There is no solution! So, my heart breaks! I wish things were different,  I wish I was just lazy and couldn’t be arsed to work, because then, I’d be able to give myself a talking to and sort myself out. The fears I have over work aren’t because I ‘just don’t want’ to go, they are because I HAVE to be elsewhere. But then I don’t go and we don’t survive: if I don’t work we can kiss goodbye to the Dexcom for starters and the safety-net that provides. It’s hanging in the balance with my working wages so without it and the extra hours I have to put in to cover it, it would simply be impossible!!! So then I go and we keep the Dexcom and can maybe afford a day out once in a while and a bigger stocking at Christmas or a nice steak v’s frozen chicken – and then I’m not there for my boy – when he needs me (because he does need me). So, What do I do? What is the answer? There is NO solution!?!

So, I am frightened and I’m frightened that I am frightened, that my life is so fucking frightening and I don’t know what to do to change it. It frightens me that there isn’t anything I can do to change it – that’s frightening!

I’m frightened that I can’t get perspective, I can’t see a solution or even an end goal anymore. Life is now completely illogical and if there’s anything I’ve ever been – I am logical.

But now I can’t see a logical solution: Your kids grow up and have their own lives, they get married or study and have their own families and homes and careers – that’s logical.
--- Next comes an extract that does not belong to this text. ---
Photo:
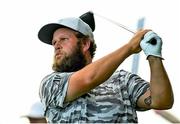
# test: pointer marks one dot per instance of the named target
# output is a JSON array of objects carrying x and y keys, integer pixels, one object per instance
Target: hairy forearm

But will Carter do that? Will he be well enough to do that? If I do manage to get him to adulthood healthy and safe and able to look after himself and manage his own diabetes independently. What happens if he screws up and dies? What happens if he lives alone and he’s ill and ends up in DKA? Or he has a hypo, who will save him then? Who will be there to keep him safe and alive?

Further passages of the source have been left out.